Il n’apparaît pas en revanche comme le candidat le mieux à même de convaincre la majorité bourgeoise du parlement. En raison du souvenir déjà un peu lointain de tribun qu’il a laissé lors de son passage au Conseil national (1999-1994) et de sa réputation, méritée, d’étatiste. Il se bat pour la caisse maladie unique, version nationale ou cantonale; met des bâtons dans les roues d’un financement hospitalier favorable aux cliniques privées; se targue d’avoir mis en échec la libéralisation de l’électricité.

C’est pourtant sa capacité à faire œuvre utile, autant que la solidité de son discours, qui en ont fait un poids lourd du gouvernement vaudois, où il dirige la santé et les affaires sociales. Les siens l’admirent, ses adversaires le respectent.

A cet égard, le calendrier qui s’ouvre n’est pas le meilleur. Car Pierre-Yves Maillard doit être le leader de son camp dans l’autre bataille, celle des élections cantonales de mars 2012, où la gauche espère conquérir la majorité. Ce scénario tient difficilement sans PYM, qui briguerait, le cas échéant, la présidence du gouvernement vaudois.
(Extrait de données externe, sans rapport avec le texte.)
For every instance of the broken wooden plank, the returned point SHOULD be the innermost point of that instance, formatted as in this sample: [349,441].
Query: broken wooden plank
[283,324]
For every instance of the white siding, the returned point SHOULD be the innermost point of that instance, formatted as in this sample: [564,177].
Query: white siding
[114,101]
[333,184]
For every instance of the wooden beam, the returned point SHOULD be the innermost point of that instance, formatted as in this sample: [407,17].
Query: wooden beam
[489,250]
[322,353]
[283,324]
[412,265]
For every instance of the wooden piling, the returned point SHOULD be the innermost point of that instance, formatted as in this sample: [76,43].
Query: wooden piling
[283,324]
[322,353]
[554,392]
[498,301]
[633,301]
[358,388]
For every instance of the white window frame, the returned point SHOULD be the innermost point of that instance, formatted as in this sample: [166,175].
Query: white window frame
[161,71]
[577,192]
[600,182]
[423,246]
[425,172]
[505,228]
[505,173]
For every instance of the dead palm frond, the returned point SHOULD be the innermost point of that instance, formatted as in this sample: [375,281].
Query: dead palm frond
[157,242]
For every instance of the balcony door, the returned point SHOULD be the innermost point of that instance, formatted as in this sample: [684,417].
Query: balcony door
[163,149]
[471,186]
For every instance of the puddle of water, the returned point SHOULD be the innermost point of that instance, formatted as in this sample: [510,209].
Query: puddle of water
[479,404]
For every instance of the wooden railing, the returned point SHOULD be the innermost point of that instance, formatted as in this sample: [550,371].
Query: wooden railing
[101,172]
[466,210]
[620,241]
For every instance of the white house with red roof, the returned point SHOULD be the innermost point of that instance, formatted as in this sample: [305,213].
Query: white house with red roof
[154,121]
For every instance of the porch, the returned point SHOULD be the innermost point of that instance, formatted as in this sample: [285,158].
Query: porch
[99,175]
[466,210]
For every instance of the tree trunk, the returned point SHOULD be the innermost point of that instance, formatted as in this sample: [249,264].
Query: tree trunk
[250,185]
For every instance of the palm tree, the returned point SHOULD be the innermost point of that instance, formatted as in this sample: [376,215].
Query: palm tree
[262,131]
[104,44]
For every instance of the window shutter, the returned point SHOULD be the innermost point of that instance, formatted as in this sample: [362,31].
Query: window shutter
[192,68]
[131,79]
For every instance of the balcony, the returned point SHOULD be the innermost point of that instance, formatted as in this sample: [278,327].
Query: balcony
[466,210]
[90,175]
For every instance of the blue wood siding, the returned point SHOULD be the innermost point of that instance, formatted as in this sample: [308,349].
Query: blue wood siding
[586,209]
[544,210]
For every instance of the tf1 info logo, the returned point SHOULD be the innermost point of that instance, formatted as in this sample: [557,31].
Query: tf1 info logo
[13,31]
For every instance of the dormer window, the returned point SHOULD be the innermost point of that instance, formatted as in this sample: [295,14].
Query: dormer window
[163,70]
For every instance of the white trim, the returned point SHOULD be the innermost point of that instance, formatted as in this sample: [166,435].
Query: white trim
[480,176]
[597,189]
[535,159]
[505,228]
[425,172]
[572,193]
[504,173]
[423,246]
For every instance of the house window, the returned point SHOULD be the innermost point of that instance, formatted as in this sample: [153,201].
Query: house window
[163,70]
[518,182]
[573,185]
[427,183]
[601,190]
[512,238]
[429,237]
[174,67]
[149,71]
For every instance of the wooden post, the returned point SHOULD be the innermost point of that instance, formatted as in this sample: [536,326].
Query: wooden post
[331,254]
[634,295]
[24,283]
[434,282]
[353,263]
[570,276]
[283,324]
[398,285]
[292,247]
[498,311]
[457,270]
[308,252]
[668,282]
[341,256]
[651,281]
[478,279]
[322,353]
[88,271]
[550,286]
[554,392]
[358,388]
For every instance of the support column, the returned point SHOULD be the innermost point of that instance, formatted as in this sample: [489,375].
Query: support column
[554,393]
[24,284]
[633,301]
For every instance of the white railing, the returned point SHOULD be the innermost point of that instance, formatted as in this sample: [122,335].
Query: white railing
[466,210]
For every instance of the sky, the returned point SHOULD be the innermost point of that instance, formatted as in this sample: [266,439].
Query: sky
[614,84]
L’élection complémentaire qu’impose entre-temps le brusque décès de Jean-Claude Mermoud vient encore compliquer les choses.
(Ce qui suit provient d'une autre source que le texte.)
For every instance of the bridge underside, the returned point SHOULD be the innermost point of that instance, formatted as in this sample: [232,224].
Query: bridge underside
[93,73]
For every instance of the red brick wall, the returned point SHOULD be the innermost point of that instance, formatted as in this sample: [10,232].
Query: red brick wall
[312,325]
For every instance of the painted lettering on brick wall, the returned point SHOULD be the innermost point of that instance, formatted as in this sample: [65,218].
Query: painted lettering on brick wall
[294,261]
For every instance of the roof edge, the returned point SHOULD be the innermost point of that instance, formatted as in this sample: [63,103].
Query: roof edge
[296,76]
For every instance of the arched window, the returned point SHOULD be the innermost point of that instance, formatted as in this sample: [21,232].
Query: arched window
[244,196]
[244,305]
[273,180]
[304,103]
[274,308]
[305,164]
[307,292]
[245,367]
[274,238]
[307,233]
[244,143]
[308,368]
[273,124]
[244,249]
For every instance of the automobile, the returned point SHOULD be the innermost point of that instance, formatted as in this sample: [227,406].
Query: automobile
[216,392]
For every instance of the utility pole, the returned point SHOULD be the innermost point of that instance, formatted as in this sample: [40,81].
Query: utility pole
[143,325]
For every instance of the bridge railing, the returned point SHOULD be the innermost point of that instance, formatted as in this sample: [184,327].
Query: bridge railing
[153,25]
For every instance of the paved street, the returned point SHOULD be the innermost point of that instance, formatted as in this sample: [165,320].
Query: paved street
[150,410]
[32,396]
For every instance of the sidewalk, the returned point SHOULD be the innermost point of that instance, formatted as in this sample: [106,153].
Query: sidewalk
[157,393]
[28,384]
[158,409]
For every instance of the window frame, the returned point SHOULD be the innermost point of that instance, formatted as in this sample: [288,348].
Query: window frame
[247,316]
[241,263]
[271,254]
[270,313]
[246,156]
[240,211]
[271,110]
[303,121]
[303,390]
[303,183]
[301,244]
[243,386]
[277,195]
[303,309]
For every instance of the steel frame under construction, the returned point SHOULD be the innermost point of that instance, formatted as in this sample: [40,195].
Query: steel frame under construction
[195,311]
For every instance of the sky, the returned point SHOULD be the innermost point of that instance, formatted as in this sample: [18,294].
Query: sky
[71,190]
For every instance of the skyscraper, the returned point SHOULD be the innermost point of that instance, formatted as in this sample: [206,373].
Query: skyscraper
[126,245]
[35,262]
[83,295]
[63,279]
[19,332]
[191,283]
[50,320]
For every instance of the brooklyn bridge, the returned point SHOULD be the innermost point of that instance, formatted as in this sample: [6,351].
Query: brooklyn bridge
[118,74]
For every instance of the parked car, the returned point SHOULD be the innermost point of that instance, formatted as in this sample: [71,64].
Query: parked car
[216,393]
Où Pierre-Yves Maillard a-t-il le plus de chance de gagner, où sera-t-il le plus utile? Le choix est cornélien. L’ouverture fédérale, prestigieuse et rare, n’est pas sans risque. Plus que l’échec, c’est la perspective de se voir affecté comme conseiller fédéral minoritaire à un département imposé qui peut faire hésiter ce père de deux jeunes enfants. Il attend les résultats du 23 octobre avant de communiquer ses intentions.